A comparison of rsync vs. rdiff-backup

Abstract

rsync and rdiff-backup are both incremental solutions, so only the differences in files from source to destination are transferred, not the entire source.

rdiff-backup is more CPU intensive than rsync because it SHA-1 checksums everything it encounters[1][2], so if a hash of a file in the destination directory is different to the source file, it then calculates what the differences are between the two and pings them over. rsync, however, is super quick. It doesn’t checksum everything, it simply reads the timestamps of a file and then if that file in the destination is older than the source, rsync calculates the differences and applies them to the destination.

I am not going to comment on how either of the programs calculate file differences in this post.

Whilst rdiff-backup is slow, on the flipside it does provide you with access to a version history of your data by archiving old data, just in case you make any accidental changes, and then backup those changes. This is not naturally achievable with rsync, although there are scripts you can run along side rsync to give you a similar feature. Mike Rubel briefly touches on how this is achievable with rsync.

rsync has an incredibly extensive options list, so I’m sure you can configure it any way imaginable. rsync is still being officially supported, to this date.

rdiff-backup’s options list is minimal, although this was its intention; to have sensible default configurations for simplicity. rdiff-backup was brought to a halt in 2009. We are yet to see a return from the rdiff-backup development team.

Both utilities can backup to a local or remote destination via ssh.

Speed

The first thing I will mention is the speed. By looking at the table below, we can see that rdiff-backup is actually faster than rsync in practice for the initial full-backup. The table shows a time-lapse comparison between the rsync and rdiff-backup from my Desktop, via my Virgin SuperHub, to my Raspbery Pi fileserer. The total amount of data transmitted was 50.4GB.

It’s worth taking these results with a pinch of salt, as I ran the experiment over an uncontrolled network, so interference from other housemates’ network activity may have impacted the results.

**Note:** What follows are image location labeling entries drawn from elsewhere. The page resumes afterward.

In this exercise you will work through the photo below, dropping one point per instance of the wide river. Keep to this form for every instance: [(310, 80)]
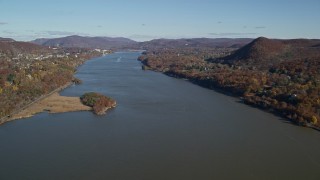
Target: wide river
[(162, 129)]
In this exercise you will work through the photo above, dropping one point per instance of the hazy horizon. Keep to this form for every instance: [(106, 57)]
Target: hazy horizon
[(143, 20)]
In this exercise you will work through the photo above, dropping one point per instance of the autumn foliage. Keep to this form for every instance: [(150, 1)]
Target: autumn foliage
[(98, 102), (281, 76)]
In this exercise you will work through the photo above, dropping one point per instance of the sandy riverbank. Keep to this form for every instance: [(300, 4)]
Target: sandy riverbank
[(54, 103)]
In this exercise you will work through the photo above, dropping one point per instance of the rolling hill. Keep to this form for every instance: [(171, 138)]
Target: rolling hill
[(86, 42)]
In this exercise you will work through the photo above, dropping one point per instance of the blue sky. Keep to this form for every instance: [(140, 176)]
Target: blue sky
[(146, 19)]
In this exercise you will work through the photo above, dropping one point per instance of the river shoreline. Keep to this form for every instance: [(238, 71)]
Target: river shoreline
[(51, 102)]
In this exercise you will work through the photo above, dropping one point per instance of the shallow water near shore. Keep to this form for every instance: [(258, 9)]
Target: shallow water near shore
[(162, 128)]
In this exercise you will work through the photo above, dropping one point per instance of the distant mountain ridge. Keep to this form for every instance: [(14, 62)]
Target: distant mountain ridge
[(125, 43), (6, 39), (195, 42), (263, 52), (86, 42)]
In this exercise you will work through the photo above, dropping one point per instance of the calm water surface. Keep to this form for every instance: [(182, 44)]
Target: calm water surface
[(162, 129)]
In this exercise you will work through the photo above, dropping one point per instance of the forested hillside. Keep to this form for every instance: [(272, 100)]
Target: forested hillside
[(29, 71), (281, 76)]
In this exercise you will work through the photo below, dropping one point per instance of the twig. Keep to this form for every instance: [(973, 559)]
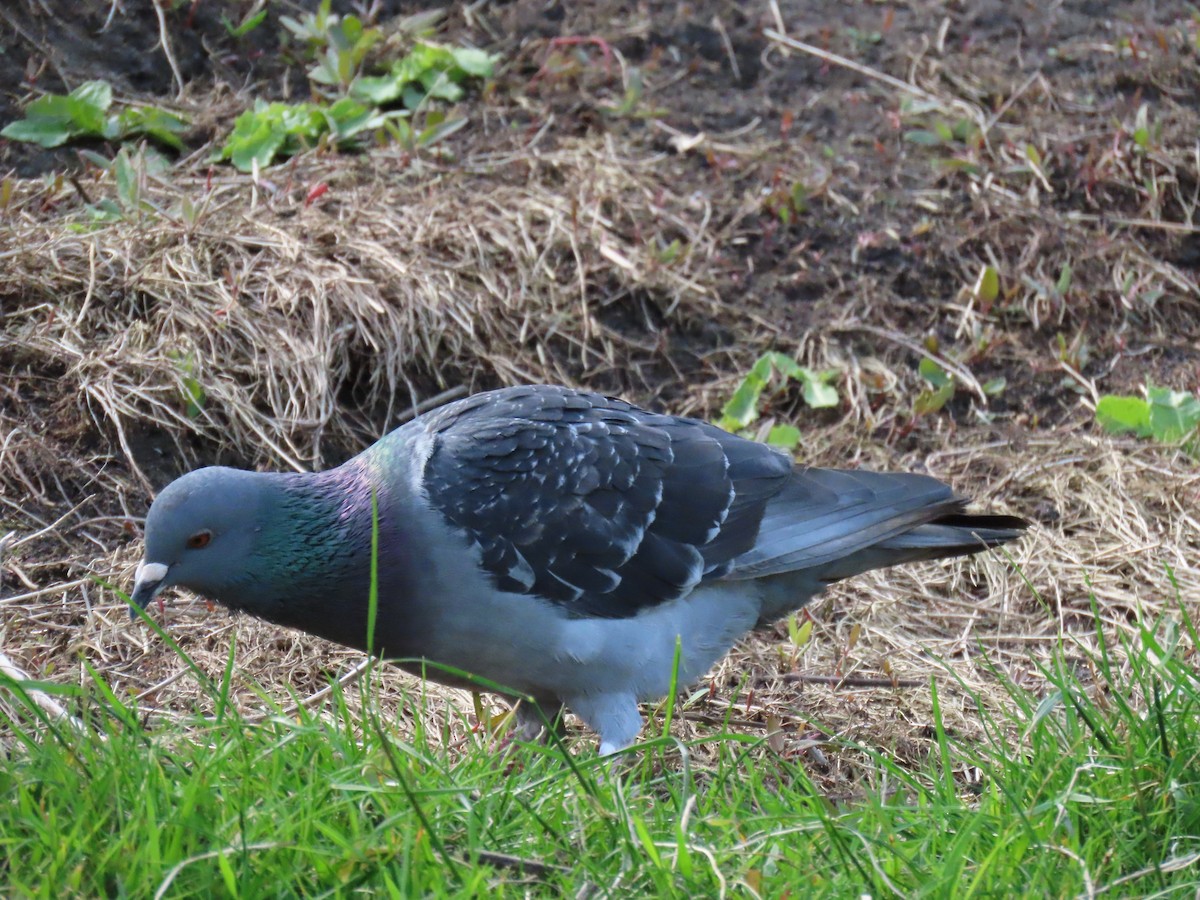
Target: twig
[(954, 367), (729, 48), (526, 867), (852, 681), (43, 592), (942, 103), (165, 41), (51, 706), (348, 678), (432, 402)]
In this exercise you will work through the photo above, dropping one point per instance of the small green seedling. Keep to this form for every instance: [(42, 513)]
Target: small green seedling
[(191, 390), (429, 71), (271, 130), (84, 113), (255, 17), (1165, 415), (337, 43), (743, 408)]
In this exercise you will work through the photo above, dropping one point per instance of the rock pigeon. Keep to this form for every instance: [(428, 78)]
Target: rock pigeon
[(552, 541)]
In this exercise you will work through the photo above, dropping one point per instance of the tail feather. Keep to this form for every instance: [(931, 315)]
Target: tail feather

Then again I’m not a networking expert, I’m sure the router could handle local traffic well without too much disruption.

Time (hh:mm:ss) Average speed
rsync 10:26:19 1.37 MB/s
rdiff-backup 09:53:29 1.44 MB/s

Introduction

Professionals and home users swear beside utilities like rsync or rdiff-backup to do their home, small business or enterprise backups. Take a quick glance at rsync’s and rdiff-backup’s man pages to see how far you can bend these utilities. You won’t see much of rdiff-backup and rsync used in businsses though, the lack of corporate or business level support doesn’t appeal to large stakeholders.

I will not cover all options available for both commands, I will merely pick out those that I deem worthy enough of a comparison and/or extra explanation. If you want to know any more, drop a comment or check the manual page.

Look at my GitHub repo of the Python scripts I made using both rsync and rdiff-backup, transferring my Dropbox directory to my Raspberry Pi file server.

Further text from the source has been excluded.